公演情報
「女中たち」の観てきた!クチコミ一覧
劇中劇的な要素を持つ作品で、メイドの姉妹が主人たちのことを芝居ががって演じ分け楽しむ構図。こう書いてみると何だか「おままごと」の話のように見える。誰かに依存しながら生きる人たちの話。セットが美しかった。
満足度★★★★
風姿花伝プロデュース第5弾。第1弾「パサデナ..」に心酔、前回を惜しくも見逃したので今回は早めに予約。演目はそれまでの比較的シリアスなストレートとは少し傾向を異にしていそう(「女中たち」は恐らく観ていないが何処と無く)。鵜山仁演出、さてどうだろう・・楽しみに出掛けた。例によって体調(↓)を懸念したが舞台との距離近し。豪奢に飾られた邸の一室は目を引くが、写実一色でなく象徴的な形も含み、役者が入ってみないと見えない余地がある。
さて開幕。演出がこの戯曲についてパンフに書いた中にあった「虚実」定まらない難物、という(意味の)言葉通りで、難敵を相手に四苦八苦した跡が見えたのだが。「女中たち」をこれは読まずばならぬな、と強く思い劇場を後にした。

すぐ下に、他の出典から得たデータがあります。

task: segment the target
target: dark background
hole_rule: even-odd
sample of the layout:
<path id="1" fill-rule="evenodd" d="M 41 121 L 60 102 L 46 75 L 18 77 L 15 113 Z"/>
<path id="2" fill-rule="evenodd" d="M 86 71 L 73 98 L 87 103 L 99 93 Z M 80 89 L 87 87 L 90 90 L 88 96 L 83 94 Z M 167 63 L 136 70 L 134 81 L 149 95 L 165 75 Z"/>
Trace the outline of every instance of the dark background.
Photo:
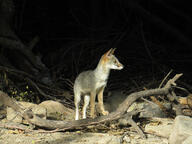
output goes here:
<path id="1" fill-rule="evenodd" d="M 182 80 L 191 84 L 192 14 L 187 1 L 19 0 L 15 10 L 17 35 L 26 43 L 40 37 L 33 52 L 42 55 L 52 75 L 57 71 L 56 77 L 73 82 L 116 47 L 125 68 L 112 72 L 109 87 L 162 80 L 171 69 L 184 73 Z"/>

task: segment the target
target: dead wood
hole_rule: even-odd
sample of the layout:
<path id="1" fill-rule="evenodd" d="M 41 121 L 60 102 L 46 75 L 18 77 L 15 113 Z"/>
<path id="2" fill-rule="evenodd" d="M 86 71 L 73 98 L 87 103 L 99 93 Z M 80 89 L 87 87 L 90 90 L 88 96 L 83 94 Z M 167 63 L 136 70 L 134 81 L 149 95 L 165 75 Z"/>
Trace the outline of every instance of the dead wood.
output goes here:
<path id="1" fill-rule="evenodd" d="M 139 98 L 147 97 L 147 96 L 156 96 L 156 95 L 167 95 L 170 94 L 172 90 L 172 85 L 175 85 L 175 81 L 181 76 L 182 74 L 177 74 L 173 79 L 168 81 L 168 85 L 164 88 L 157 88 L 151 90 L 144 90 L 140 92 L 135 92 L 127 96 L 120 107 L 115 111 L 110 113 L 107 116 L 100 116 L 95 119 L 82 119 L 82 120 L 74 120 L 74 121 L 55 121 L 55 120 L 45 120 L 41 119 L 31 111 L 23 111 L 20 106 L 18 106 L 7 94 L 0 92 L 0 99 L 1 101 L 7 105 L 12 107 L 14 110 L 19 111 L 22 113 L 23 117 L 31 124 L 36 126 L 46 128 L 46 129 L 74 129 L 78 127 L 88 126 L 88 125 L 95 125 L 99 123 L 104 123 L 107 121 L 117 120 L 121 118 L 126 112 L 127 109 Z M 126 115 L 132 116 L 132 112 L 127 112 Z"/>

(余談だが劇場入口に洒落たカフェ(窓口で出す)が作られていてチケットで一杯。終演後飲んだがこれは美味い。次来た時もあるといいな。)
満足度★★★★
鑑賞日2018/12/11 (火) 19:00
座席1階A列9番
「女中たち」言いえて妙な題名だと思う。
フランス語に「女召使」「お手伝い」「家政婦」などと言う表現の区別があるのかは知らないが(ソランジュはたびたび自身のことを「召使」と呼んでいるので、その程度の違いはあるのかも)、これはやはり「女中」でなければいけない。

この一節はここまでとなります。